Die Schuhe des Bahnfahrers tappen träge über den Boden. Er ist müde. Seine Augen tun ihm weh. Aber seine Umgebung gönnt ihm keine Abwechslung, um die Trägheit von ihm zu schütteln.
Sein Weg ist ein Tunnel. Doch ist dies keiner der dunklen, unterirdischen Bahntunnel, wie jene, die er früher einmal befahren haben muß. So haben sie bestimmt nicht ausgesehen, dem ist sich der Bahnfahrer sicher. Trotzdem kommt er nicht umhin, diesen Gang ständig mit jenen U-Bahn-Tunneln zu vergleichen, die er einmal gekannt haben muß. Das sind sicherlich nicht solch krumme Tunnel gewesen. Dieser Stollen verläuft nie gerade. Er beschreibt eine stetige Linikskurve, die der Bahnfahrer nur zehn, vielleicht auch zwölf Meter weit einsehen kann. Dahinter verschluckt die Biegung seine weitere Sicht.
Und alles ist erleuchtet. Obwohl keine Lampen zu sehen sind, ist es hier so hell, daß ihm die Augen schmerzen von dem weißen Licht. Es wird von den Wänden mit den vielen Buchstaben reflektiert. Ja, es scheint sogar aus den Wänden mit den vielen Buchstabenreihen zu leuchten, denn woher soll das Licht wohl sonst kommen, wenn es keine Lampen gibt?
Dieser Tunnel ist wie das Innere eines Schlauches. Es gibt keinen ebenen Fußboden, auf dem man angenehm laufen kann. Es gibt auch keine Winkel oder Ecken, die über dem Kopf eine konkrete Decke wahrnehmen lassen könnten. Es gibt keine Schienen und keine Signalampeln, keine Nischen in denen sich Telefone oder Feuerlöscher befinden, und erst recht keine Notausgänge. Obwohl die doch überall sein sollten, falls mal was passiert. Stattdessen gibt es nur Wand. Eine Wand, die durchgängig und rund um ihn herum verläuft, als laufe er wie ein kleines Insekt durch einen überdimensionalen Schlauch. Nur ist diese Wand nicht weich, sondern unnachgiebig und hart wie Beton.

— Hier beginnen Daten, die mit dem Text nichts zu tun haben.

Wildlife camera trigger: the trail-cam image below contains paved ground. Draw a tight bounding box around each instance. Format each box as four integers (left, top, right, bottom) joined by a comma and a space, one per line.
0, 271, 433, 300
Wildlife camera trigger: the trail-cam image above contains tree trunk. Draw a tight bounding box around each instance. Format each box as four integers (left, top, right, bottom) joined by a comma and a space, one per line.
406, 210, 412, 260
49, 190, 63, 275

Und sie ist beschrieben. Mit Milliarden von Buchstaben. Alle sind verschiedenen Schrifttyps und daher auch unterschiedlich groß. Sie stehen in Zeilen, sind aber ohne offensichtliches System vollkommen wirr aneinandergereiht, wie nach einem für den Bahnfahrer unverständlichen Geheimcode. Sonst gibt es nichts. Nur Buchstaben. Die ganze unendliche Wand entlang. Stetiger, unzusammenhängender, sinnloser Kauderwelsch. Nur hin und wieder entdeckt den Bahnfahrer inmitten dieser Zeilen komplette Wörter. Oder besser: Buchstabenkonstellationen, die Wörter sein könnten, die aber wohl durch das Prinzip des Zufalls entstanden sind. Es sind Worte, wie "ForRan" oder "VaiTer" oder "NahsenaAcH" oder "DalLank".

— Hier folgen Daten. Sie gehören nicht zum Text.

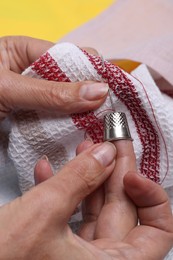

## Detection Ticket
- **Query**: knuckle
[0,69,11,109]
[67,157,103,193]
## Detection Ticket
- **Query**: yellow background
[0,0,113,41]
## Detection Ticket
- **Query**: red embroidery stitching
[84,51,160,183]
[31,48,160,182]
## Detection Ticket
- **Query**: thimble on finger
[104,112,133,141]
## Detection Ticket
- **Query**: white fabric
[1,43,173,258]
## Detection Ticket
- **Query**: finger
[34,155,53,185]
[76,140,104,241]
[28,143,116,228]
[1,36,98,73]
[95,140,137,241]
[124,172,173,260]
[0,70,108,114]
[124,172,173,232]
[76,140,93,155]
[78,185,104,241]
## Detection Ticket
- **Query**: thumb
[0,70,108,117]
[35,142,116,226]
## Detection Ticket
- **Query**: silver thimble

Der Bahnfahrer fragt sich schon lange, wann diese Kurve denn endlich enden möge. Es gibt nie eine Steigerung oder ein Gefälle. Es gibt auch keine Abbiegungen nach links oder rechts. Es gibt überhaupt kein Rechts, sondern nur ein sanft gebogenes Links, das nie enger oder weiter wird und das der Krümmung nach zu urteilen, gar nicht so langwegig sein kann. Seine maternden Zweifel, der Tunnel habe überhaupt kein Ende, hat der Bahnfahrer bereits des öfteren zu verdrängen versucht. Auch den Verdacht, dieser Gang sei eigentlich ein Ring, der sich irgendwie um ihn geschlossen habe und die Befürchtung, er habe in dieser stupiden, nie andersartigen und doch ständig wechselnden Umgebung den Überblick verloren, an einer Stelle schon einmal vorbeigekommen zu sein - all das hat er in seinem Kopf schon oft wirsch beiseitegeschoben und sich eingeredet, daß dies doch nicht sein könne.

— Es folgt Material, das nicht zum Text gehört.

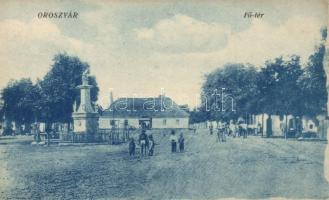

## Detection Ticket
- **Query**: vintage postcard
[0,0,329,200]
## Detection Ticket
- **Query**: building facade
[99,95,189,129]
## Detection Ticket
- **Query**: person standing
[139,129,147,156]
[209,123,214,135]
[148,134,154,156]
[129,138,136,156]
[178,133,184,152]
[169,130,177,153]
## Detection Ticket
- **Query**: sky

Aber diese Bedenken dringen immer wieder in das Schneckenhaus seiner Gedanken. Wie Ungeziefer schleichen sie sich stets aufs neue an ihn heran, umschwirren ihn und plagen ihn mit stechenden Kopfschmerzen.
Obwohl der Bahnfahrer schon lange unterwegs ist, verspürt er weder Hunger noch Durst. Er spürt nur noch Müdigkeit. Und den penetranten Drang, weiterkommen zu müssen, immer nur weiter zu laufen, um endlich das Ziel, das Ende dieses verfluchten Tunnels, zu erreichen, um endlich - endlich - eine Pause zu machen, um endlich mal etwas anderes zu sehen, wie auch immer es aussehen möge. Der Bahnfahrer versucht sich zu erinnern, wie lange er schon diesen Gang entlangirrt. Es muß Ewigkeiten her sein, daß er losgegangen ist.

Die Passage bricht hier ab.